Physical Properties of Drug-Resistant Leukemia Cells
Drug resistance remains a major issue in the successful treatment of acute lymphoblastic leukemia (ALL). Physical changes have been described mostly in solid tumors, as aggressive tumors are softer than less aggressive ones. This characteristic allows them to spread in the patient’s body. In this application, we propose to analyze their physical properties, an unstudied aspect of drug-resistant leukemia cells. Thus far, we have discovered that drug-resistant leukemia cells have greater deformability than other leukemia cells that respond to chemotherapy.
In this project, we seek to measure the elasticity of drug-resistant leukemia cells and also break the increased deformability with a novel therapy targeting the structures that impact elasticity. Our efforts will potentially lay the groundwork for a new direction of research, diagnosis and therapy in the field of hematology and drug resistance.
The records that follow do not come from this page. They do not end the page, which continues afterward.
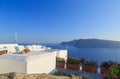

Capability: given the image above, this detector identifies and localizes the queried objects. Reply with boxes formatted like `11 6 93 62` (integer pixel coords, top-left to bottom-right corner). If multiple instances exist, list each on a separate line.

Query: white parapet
0 51 56 74
56 50 68 60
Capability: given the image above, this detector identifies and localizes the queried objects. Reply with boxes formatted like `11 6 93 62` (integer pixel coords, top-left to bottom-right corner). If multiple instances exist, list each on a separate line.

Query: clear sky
0 0 120 43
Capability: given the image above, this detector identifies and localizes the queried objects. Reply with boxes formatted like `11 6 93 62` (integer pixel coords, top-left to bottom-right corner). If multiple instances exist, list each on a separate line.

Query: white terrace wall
27 52 56 74
0 58 26 74
56 50 68 60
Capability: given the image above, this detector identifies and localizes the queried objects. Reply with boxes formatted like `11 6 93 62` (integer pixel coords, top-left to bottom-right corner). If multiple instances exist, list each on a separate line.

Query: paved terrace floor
56 68 100 79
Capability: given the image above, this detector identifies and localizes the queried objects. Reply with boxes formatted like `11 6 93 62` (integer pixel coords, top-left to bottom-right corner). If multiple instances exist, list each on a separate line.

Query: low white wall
27 53 56 74
56 50 68 60
0 44 18 48
0 59 26 74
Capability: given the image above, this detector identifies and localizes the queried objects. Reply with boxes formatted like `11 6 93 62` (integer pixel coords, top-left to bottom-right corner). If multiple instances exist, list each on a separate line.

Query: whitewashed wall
0 59 26 74
27 53 56 74
56 50 68 59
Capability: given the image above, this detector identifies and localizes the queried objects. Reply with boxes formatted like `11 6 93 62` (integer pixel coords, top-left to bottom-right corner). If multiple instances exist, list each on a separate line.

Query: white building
0 44 67 74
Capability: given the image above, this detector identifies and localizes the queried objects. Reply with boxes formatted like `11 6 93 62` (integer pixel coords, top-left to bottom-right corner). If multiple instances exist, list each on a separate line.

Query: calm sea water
46 44 120 66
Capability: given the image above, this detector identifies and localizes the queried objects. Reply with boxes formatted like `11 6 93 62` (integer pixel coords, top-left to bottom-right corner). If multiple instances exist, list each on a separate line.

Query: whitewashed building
0 44 67 74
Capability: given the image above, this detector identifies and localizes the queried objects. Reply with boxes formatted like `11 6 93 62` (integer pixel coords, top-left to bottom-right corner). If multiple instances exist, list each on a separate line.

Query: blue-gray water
46 44 120 66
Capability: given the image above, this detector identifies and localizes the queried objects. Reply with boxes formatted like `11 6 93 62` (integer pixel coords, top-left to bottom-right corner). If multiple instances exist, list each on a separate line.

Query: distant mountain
61 39 120 48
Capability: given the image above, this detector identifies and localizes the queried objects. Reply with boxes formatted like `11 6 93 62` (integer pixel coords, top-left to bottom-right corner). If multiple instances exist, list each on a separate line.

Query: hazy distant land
61 39 120 48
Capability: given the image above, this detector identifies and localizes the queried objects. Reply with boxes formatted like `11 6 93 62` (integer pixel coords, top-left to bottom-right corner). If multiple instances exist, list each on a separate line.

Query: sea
44 44 120 67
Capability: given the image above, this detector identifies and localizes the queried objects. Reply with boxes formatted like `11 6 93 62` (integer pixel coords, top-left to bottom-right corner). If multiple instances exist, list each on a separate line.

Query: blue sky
0 0 120 43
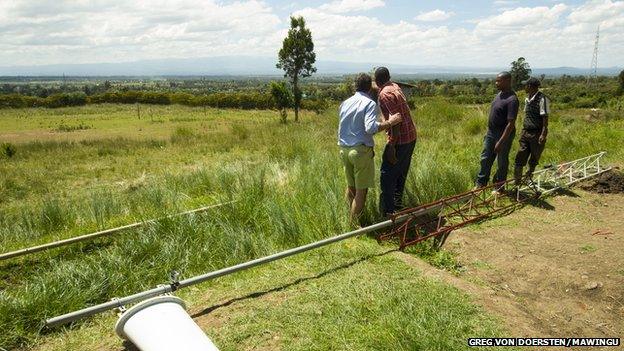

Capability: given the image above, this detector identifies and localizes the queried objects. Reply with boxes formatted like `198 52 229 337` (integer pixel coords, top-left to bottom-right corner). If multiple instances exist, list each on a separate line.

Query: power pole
587 25 600 85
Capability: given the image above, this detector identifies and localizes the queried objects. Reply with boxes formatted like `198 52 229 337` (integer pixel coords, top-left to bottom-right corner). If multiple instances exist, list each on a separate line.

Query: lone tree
276 16 316 122
510 57 531 90
270 82 292 123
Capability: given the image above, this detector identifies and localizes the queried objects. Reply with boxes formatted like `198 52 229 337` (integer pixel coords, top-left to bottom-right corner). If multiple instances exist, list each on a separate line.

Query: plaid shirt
379 82 416 145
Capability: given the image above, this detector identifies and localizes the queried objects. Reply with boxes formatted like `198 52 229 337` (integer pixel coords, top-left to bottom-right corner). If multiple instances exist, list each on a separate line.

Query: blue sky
0 0 624 67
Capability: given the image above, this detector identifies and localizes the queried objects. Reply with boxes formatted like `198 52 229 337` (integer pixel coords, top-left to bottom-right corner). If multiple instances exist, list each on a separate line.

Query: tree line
0 90 328 113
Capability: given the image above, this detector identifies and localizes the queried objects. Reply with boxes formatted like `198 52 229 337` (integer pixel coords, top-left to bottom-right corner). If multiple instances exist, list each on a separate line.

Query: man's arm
364 104 402 134
538 96 550 144
494 99 518 153
379 94 402 145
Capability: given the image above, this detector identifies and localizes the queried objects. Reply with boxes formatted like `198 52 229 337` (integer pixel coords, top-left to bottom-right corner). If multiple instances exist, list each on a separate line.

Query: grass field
0 99 624 350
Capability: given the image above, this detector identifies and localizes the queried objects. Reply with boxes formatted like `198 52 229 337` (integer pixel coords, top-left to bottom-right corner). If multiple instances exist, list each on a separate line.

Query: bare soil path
397 190 624 349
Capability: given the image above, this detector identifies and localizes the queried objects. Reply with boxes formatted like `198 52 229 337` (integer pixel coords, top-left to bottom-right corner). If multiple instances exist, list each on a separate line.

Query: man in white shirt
338 73 402 222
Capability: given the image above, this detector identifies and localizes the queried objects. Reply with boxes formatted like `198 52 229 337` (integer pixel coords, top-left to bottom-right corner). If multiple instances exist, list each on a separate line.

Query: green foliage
275 16 316 122
509 57 531 90
270 81 293 123
55 122 91 132
0 143 17 158
0 102 624 349
231 123 250 141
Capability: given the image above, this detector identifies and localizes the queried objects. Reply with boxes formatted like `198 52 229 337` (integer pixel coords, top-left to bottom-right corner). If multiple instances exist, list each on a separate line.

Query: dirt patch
579 170 624 194
438 192 624 346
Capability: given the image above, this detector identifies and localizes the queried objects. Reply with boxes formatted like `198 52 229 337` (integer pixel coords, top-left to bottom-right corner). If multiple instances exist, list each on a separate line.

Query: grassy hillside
0 99 624 349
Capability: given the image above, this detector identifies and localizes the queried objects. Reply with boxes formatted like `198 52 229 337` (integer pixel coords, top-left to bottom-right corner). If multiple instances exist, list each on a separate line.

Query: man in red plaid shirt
375 67 416 216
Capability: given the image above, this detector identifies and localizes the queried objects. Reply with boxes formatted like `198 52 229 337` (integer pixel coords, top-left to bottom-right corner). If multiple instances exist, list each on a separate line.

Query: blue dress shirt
338 91 379 146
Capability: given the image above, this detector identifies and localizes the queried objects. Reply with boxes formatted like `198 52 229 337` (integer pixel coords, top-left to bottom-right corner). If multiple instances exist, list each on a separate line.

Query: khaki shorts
340 145 375 189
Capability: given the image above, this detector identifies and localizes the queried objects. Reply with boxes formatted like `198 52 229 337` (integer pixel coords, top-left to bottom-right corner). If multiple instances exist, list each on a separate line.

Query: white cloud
416 9 454 22
319 0 385 13
0 0 624 67
0 0 286 66
477 4 568 31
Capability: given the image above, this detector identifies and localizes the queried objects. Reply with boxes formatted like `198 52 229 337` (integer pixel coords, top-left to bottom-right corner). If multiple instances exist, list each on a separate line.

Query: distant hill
0 56 622 77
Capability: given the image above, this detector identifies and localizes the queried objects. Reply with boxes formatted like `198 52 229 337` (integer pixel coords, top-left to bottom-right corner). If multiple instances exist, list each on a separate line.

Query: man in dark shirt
514 78 550 186
476 72 518 190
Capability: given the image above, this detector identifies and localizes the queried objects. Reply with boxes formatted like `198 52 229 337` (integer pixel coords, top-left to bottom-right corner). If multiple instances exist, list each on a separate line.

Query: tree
270 81 292 123
510 57 531 90
275 16 316 122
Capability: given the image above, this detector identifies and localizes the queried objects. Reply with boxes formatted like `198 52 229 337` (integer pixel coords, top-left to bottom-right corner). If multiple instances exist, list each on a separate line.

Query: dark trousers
477 130 515 186
379 141 416 216
514 129 544 181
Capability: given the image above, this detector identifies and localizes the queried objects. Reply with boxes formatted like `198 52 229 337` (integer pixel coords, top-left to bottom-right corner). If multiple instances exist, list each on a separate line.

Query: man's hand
388 112 403 126
383 144 399 165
Project Update - November 2020
Based on scientific data we had completed to date, we hypothesized that leukemia cells of patients who have relapsed after treatment, (labelled drug resistant leukemia cells), are biophysically softer (more elastic), than ALL cells that are responsive to drug treatment. Throughout the course of the ALSF grant, we were able to make progress in two ways. Firest, we were able to model, in the lab, the biophysical elasticity or deformability of leukemia cells. Deformability may explain how cancer cells “squeeze” through small spaces in the bone to areas that allow them to survive better and evade chemotherapy. We used cutting-edge technology to measure deformability with the assistance of our collaborator at UCLA, Dr. Amy Rowat. Up to this point, her method only measured deformability in breast cancer cells and one myeloid leukemia cell line. Measurements with this device are available within a few hours and therefore have a higher likelihood of being used clinically in the very near future. With this device, we have discovered that drug resistant cells are more deformable than their counterparts. Through our work, we were able to conclude that drug resistance makes leukemia cells softer, which could potentially create a path to evade chemotherapy. We are now preparing our findings for publication.
Secondly, we have studied blocking adhesion to the bone marrow, a process we believe contributes to the drug resistance of leukemia cells. This study, formalized in a peer-reviewed paper, has been accepted for publication in Frontiers Oncology. Our other goal was to test a proof-of principle: whether or not deformability can be impacted by blocking the adhesion of leukemia cells to the bone marrow, which has been proven to serve as a protective shelter from chemotherapy. We were able to demonstrate that targeting a specific adhesion molecule with an antibody called P5G10 can sensitize leukemia cells to chemotherapy. We used this antibody and showed that deformability of ALL cells can be reversed by interrupting adhesion to the chemoprotective bone marrow shelter.